Supporters of Tunisia's ruling moderate Islamist party were urged to mass for a pro-government rally a day after the funeral for an assassinated leftist politician drew hundreds of thousands of mourners chanting anti-government slogans into the capital's heavily policed streets.

The ruling Ennahda party called supporters to gather in central Tunis Saturday afternoon to show support for the constitutional assembly whose work on a new constitution suffered a severe setback when leftist parties withdrew their participation following the killing Feb. 6 of Chokri Belaid.

Ennahda said the demonstration would also protest "French interference" after comments earlier in the week by French Foreign Minister Manuel Valls, who denounced the killing as an attack on "the values of Tunisia's Jasmine revolution."

Tunis' main thoroughfare Avenue Bourguiba was bustling on Saturday morning, with full cafes and shops reopened after a general strike a day earlier. Police in riot armor and plainclothes officers patrolled but gone were the tear gas and running street battles of a day before.

Friday's events added to the growing turmoil in Tunisia, where the transition from dictatorship to democracy has been shaken by religious divides, political wrangling and economic struggles. It's been a perilous stretch for a country many hoped would be a model for other post-revolutionary Arab states.

Belaid, who in his car outside his home, was shot dead while by an unknown assailant.
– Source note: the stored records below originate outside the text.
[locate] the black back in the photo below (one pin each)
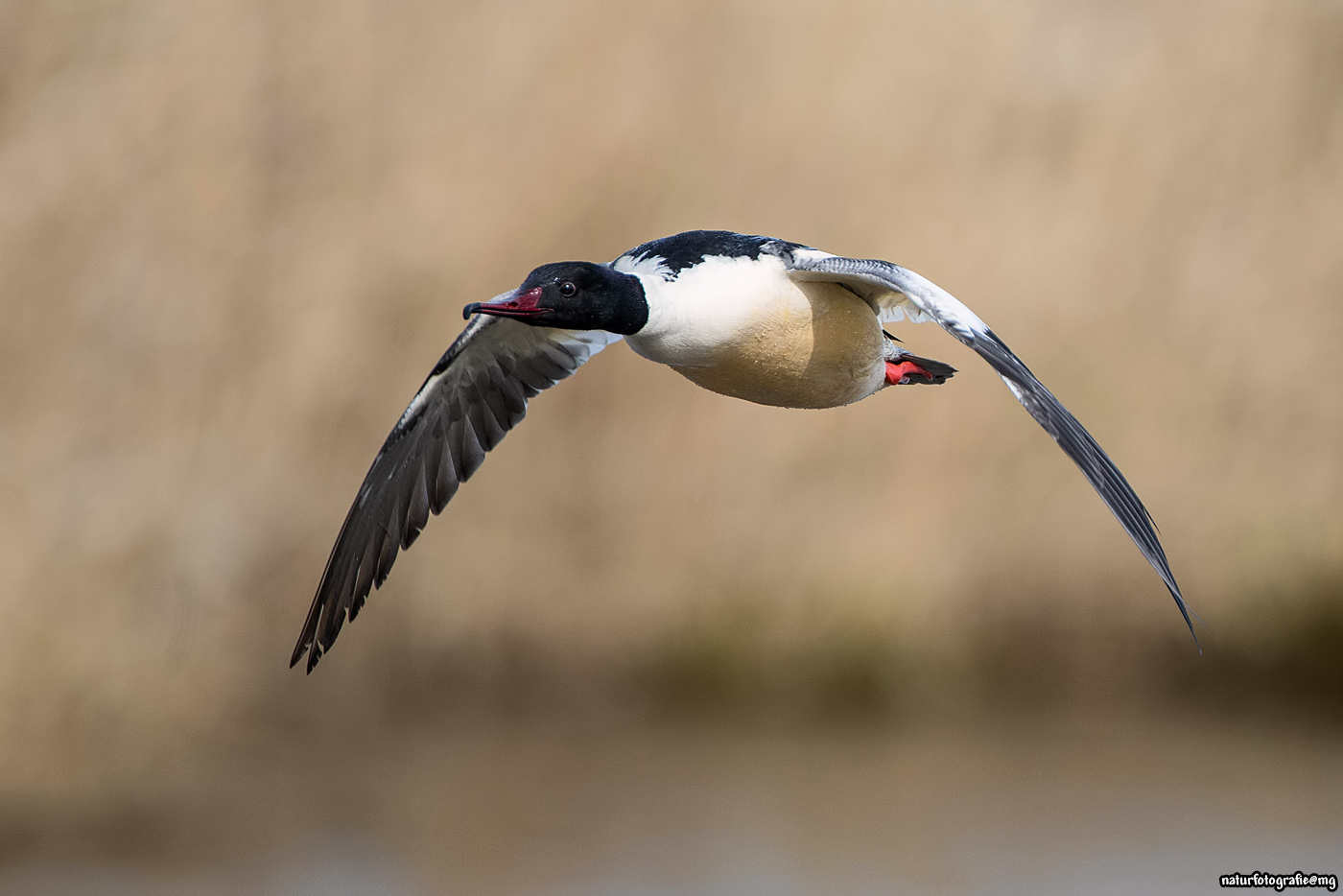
(694, 246)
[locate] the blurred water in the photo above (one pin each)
(1033, 806)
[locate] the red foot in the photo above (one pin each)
(900, 373)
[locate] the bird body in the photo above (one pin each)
(742, 326)
(751, 318)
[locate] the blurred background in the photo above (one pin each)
(668, 641)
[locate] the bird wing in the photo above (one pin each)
(472, 398)
(896, 292)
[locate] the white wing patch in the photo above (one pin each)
(650, 265)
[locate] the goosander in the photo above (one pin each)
(752, 318)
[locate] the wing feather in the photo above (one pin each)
(896, 292)
(474, 395)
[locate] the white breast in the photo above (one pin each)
(742, 326)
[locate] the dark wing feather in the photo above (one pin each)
(897, 292)
(476, 393)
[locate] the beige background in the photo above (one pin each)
(234, 237)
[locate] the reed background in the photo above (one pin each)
(235, 235)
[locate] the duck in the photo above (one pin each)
(751, 318)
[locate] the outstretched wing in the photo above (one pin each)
(895, 293)
(474, 395)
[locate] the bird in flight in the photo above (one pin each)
(752, 318)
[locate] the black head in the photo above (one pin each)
(574, 295)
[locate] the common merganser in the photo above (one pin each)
(751, 318)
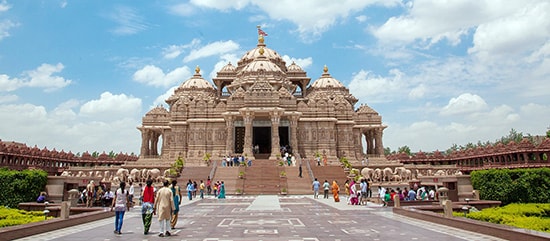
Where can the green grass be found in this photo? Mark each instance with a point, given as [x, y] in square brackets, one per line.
[534, 216]
[12, 217]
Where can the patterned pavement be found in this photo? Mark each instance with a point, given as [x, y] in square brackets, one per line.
[292, 218]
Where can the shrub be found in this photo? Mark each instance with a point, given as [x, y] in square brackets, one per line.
[12, 217]
[533, 216]
[513, 186]
[21, 186]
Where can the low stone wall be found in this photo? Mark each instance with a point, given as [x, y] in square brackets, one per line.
[29, 229]
[496, 230]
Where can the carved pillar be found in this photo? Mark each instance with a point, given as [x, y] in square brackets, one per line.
[294, 136]
[248, 117]
[379, 146]
[275, 144]
[154, 143]
[144, 142]
[230, 139]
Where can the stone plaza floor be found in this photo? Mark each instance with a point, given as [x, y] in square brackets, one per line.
[270, 217]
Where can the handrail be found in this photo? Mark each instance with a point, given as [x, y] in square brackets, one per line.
[213, 170]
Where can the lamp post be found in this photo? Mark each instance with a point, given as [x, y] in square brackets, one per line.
[46, 211]
[466, 210]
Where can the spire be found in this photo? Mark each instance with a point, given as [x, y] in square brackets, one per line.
[261, 35]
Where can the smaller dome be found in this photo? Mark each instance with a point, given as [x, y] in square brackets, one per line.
[261, 63]
[159, 110]
[326, 81]
[294, 68]
[196, 82]
[228, 68]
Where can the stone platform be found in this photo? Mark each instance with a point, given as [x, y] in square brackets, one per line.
[270, 217]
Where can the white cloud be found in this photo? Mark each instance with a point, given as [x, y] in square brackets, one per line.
[8, 98]
[215, 48]
[418, 92]
[431, 21]
[5, 26]
[128, 21]
[63, 130]
[376, 89]
[311, 23]
[111, 107]
[525, 31]
[221, 4]
[464, 104]
[174, 51]
[154, 76]
[41, 77]
[182, 9]
[361, 18]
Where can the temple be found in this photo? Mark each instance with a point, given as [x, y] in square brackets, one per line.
[255, 108]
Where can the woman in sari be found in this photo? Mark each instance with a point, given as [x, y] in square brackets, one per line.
[222, 191]
[148, 200]
[335, 191]
[353, 193]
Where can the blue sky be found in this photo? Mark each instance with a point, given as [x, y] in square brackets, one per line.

Hours after his killing Wednesday, Prime Minister Hamadi Jebali said he would form a new, technocratic government to guide the country to elections — but Ennahda, his own party, rejected that idea soon afterward.

Late Friday, Jebali renewed his proposal for a new government, which would be a key concession to the country's opposition. "I am convinced this is the best solution for the current situation in Tunisia," Jebali said, offering to resign if the elected assembly did not accept his proposed cabinet.

Although Jebali said he was confident he could get Ennahda's support, his party's earlier rejection of the proposal exposed its own divisions between moderates and hardliners, and it remained unclear how the prime minister planned to pull enough support to his side.

Tunisians overthrew their long-ruling dictator Zine El Abidine Ben Ali in January 2011, kicking off the Arab Spring revolutions. In the two years since, a moderate Islamist party, Ennahda, won elections and has governed in a coalition with two secular parties.

But the coalition's failure to stem the country's economic crisis and stop the often-violent rise of hardline Salafi Muslims have drawn fierce criticism, especially from staunch secularists such as Belaid. He had also accused Ennahda of backing some of the political violence through its own goon squads.